Under the Calderon administration, intensified repression has been
directed against a number of independent unions:

• The National Mine and Metal Workers Union (SNTMMRM) has been on
strike against the operations the multinational corporation Grupo
Mexico in Cananea, Sonora since July 2007. The government, which has
strong ties to the Grupo Mexico management, has thrown everything it
can at the union, and on February 11 the courts ruled that the union
contract no longer exists and that Grupo Mexico can fire all 1,200
remaining union members. The SNTMMRM says it will not evacuate the
Cananea mine, and a military confrontation may loom.

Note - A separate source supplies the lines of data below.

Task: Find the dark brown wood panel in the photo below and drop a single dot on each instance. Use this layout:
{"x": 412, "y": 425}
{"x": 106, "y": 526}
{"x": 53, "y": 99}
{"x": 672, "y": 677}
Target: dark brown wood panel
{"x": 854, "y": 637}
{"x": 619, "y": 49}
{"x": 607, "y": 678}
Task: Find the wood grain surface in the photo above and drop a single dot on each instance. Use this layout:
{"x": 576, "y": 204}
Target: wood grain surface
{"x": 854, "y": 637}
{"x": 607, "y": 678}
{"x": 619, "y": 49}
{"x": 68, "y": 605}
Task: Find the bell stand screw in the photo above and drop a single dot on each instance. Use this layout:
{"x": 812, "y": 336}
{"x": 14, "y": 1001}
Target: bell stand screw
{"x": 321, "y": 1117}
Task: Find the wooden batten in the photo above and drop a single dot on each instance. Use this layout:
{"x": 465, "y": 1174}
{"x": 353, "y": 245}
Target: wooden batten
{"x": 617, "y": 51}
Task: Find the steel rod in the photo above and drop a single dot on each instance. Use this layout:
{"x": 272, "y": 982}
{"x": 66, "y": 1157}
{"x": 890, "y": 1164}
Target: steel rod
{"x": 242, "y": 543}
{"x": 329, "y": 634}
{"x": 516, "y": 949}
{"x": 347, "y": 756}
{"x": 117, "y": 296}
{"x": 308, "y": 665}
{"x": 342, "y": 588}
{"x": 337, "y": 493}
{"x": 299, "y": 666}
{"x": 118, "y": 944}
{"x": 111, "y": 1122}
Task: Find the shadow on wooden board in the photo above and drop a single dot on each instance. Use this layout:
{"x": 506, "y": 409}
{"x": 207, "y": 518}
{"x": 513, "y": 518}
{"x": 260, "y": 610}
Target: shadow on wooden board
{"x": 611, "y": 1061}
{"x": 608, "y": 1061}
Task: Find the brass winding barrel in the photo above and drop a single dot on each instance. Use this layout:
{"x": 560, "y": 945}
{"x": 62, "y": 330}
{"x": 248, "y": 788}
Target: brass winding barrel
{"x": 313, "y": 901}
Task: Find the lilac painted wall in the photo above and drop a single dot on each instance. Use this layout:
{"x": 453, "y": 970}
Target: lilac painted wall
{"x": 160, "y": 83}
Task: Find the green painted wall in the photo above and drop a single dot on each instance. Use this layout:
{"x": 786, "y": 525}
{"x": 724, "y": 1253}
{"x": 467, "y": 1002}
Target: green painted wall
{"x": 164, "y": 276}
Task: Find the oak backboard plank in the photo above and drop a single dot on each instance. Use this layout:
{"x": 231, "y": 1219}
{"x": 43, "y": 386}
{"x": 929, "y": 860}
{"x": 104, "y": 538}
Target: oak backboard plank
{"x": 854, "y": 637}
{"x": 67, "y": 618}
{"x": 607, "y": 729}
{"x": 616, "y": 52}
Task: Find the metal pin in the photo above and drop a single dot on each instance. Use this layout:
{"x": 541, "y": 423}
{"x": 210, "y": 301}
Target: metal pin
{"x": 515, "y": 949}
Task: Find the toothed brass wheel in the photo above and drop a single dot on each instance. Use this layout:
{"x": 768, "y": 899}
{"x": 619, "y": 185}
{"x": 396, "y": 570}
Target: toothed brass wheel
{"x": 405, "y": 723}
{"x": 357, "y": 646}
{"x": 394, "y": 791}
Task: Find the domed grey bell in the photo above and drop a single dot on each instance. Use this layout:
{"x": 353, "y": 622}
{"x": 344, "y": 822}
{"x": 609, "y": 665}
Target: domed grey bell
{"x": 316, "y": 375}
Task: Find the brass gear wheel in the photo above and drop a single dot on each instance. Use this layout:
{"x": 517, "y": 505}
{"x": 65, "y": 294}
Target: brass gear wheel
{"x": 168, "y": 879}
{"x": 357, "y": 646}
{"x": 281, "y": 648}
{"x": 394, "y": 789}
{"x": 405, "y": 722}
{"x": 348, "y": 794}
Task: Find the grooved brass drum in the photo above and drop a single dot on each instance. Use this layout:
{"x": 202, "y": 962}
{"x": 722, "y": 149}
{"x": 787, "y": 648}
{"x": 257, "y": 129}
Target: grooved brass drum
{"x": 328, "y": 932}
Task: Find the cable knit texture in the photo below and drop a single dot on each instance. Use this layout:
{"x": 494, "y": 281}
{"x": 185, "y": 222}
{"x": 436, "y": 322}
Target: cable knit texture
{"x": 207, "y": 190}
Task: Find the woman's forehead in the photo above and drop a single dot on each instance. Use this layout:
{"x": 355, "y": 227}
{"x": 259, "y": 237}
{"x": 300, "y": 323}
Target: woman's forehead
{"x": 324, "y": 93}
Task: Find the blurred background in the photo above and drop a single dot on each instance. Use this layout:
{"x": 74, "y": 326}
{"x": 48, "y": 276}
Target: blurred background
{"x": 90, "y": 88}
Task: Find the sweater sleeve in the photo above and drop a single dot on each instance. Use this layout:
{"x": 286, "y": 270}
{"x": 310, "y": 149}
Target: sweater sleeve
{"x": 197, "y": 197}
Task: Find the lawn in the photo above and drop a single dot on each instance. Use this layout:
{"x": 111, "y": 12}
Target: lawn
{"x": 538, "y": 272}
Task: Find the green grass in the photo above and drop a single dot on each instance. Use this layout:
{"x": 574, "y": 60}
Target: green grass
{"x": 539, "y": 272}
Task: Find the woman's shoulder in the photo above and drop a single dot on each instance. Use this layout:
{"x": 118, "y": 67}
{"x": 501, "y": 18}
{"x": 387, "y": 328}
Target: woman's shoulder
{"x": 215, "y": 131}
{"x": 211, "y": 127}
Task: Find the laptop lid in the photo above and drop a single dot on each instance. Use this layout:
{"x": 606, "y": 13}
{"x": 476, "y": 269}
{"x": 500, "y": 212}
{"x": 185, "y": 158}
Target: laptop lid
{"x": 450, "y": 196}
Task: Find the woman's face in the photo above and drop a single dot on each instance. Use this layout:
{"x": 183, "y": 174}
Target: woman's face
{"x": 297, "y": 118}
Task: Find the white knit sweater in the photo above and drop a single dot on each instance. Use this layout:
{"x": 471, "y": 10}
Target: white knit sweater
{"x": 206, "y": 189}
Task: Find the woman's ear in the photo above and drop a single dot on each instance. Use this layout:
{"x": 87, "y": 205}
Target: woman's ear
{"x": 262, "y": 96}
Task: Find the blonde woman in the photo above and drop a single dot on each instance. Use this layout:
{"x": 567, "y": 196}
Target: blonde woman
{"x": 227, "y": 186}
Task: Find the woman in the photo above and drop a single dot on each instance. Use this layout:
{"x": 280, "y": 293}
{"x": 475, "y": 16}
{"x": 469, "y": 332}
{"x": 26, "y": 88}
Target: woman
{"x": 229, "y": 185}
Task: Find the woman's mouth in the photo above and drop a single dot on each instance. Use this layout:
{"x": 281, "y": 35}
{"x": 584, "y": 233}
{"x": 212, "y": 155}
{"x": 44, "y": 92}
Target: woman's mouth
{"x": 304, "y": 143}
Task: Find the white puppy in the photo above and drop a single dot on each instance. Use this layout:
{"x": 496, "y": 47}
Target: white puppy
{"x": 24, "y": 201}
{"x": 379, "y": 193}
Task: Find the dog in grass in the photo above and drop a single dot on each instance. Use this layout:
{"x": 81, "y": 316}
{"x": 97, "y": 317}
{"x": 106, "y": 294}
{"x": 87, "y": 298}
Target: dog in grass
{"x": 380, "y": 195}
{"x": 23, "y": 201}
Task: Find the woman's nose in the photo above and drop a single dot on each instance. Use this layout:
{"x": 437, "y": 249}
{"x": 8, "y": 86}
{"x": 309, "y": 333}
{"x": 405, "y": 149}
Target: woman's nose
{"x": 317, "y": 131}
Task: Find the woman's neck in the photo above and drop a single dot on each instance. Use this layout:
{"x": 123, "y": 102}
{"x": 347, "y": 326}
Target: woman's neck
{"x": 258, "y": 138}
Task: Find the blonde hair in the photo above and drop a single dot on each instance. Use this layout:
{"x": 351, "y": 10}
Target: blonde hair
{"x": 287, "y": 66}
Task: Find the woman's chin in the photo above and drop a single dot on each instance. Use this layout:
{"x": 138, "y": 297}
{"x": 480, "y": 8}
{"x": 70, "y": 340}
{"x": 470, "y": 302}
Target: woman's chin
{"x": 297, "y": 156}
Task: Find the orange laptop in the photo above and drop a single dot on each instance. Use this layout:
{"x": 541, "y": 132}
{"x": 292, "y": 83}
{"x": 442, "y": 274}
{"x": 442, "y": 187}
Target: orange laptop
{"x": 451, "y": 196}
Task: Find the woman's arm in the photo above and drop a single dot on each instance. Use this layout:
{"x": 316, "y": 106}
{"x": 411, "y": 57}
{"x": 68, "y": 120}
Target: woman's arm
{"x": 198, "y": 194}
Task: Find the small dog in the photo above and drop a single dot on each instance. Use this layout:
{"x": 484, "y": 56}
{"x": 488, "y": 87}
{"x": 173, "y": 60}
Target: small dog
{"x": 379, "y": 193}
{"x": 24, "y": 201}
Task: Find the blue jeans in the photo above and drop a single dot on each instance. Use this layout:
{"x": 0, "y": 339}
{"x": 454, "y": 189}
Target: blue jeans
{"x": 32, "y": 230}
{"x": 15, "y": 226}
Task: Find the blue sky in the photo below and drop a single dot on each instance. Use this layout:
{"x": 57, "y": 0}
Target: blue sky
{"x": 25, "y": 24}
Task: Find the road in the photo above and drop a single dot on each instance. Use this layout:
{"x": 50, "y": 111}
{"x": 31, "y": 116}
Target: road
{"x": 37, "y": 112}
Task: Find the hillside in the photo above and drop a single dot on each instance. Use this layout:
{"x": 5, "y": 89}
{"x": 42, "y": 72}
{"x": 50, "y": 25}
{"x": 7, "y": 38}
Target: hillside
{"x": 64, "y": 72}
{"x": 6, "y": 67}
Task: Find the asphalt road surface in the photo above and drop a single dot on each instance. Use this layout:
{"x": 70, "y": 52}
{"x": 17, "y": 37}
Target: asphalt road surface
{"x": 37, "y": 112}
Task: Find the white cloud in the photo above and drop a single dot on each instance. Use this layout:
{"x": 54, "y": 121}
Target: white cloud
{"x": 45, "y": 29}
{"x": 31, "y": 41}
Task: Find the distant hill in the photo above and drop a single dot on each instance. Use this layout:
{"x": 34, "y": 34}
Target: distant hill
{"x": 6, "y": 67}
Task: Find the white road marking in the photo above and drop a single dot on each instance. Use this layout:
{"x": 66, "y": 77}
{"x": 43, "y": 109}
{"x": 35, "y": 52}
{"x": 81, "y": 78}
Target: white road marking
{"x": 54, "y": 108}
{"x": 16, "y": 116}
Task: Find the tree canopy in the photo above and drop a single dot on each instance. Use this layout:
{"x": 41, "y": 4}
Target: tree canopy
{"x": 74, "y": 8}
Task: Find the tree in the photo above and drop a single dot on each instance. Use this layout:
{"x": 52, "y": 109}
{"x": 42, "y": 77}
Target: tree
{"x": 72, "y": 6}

• Last October, the government seized by force power stations which
belonged to the publicly owned Luz y Fuerza del Centro (Central Light
and Power), ousting 44,000 members of the renowned independent Mexican
Electrical Workers' Union (SME). The SME is one of the oldest unions
in Mexico, having worked with the forces of Emiliano Zapata when that
insurgent leader took over Mexico City briefly during the 1910-1920
Revolution. But the government has declared the union as well as Luz y
Fuerza to be dissolved, in spite of continuing mass protests by the
electrical workers and their allies.

• The latest is an attempt  to crush the independent National Union of
Petroleum Technicians and Profesionals (UNyTPP). This union was formed
for employees of the national oil company, PEMEX, who were not
included in the bargaining unit of the regular petroleum workers'
union, under tight government control since the 1980s. No sooner did
the 3,000 member UNyTPP get official recognition, than the PEMEX
management began to call its members in one by one to force them to
sign letters resigning from, and calling for the cancellation of the
union's recognition. Those who will not sign are fired and removed by
force.

Corporativist union leaders, instead of joining a united front against
the PAN government's anti-worker policies, have hastened to attach
themselves to it in the same way they were formerly attached to the
PRI.  This is why Secretary Lozano Alarcon calls them "serious,
responsible and sensitive workers' organizations which have maintained
labor peace" ("Acabar con huelgas eternas" La Jornada, March 15 2010;
my translation).

Independent unions represent a danger because they make demands that
threaten to destabilize the pacts on which the neo-liberal government
is maintained. They are also organizing centers of political
opposition to the right wing government, and to imperialism.  The SME
is central to coalitions which are fighting for changes in
agricultural and trade policies that have led to the impoverishment of
millions of Mexican grain farmers and others. One of their major
demands is for a renegotiation of NAFTA (the North American Free Trade
Agreement). The future of the Mexican left is linked to the survival
and growth of the independent unions and their allies. Surviving
independent unions, many grouped in progressive federations like the
National Workers Union (UNT) and the Authentic Workers Front (FAT),
assume that they are on the short list for extermination, and are
girding for battle.

Secretary Lozano Alarcon's new proposals show that the attacks against
the miners, electrical workers, oil workers and others are not just a
reaction, as he claims, to "irregularities" within those individual
unions, but part of a concerted plan to force all Mexican workers back
into corporativist unions, whose leaders will continue to work hand in
glove with the big business and that of international monopoly
capital.

U.S. labor has been expressing strong solidarity with the Mexican
independent unions. The U.S. Steelworkers, United Electrical and
Machine Workers (UE) and others have organized solidarity campaigns.
UE updates the situation on its International Solidarity website.

Fortunately, much as Calderon and Lozano may wish, the class struggle
can't be abolished with the stroke of a pen.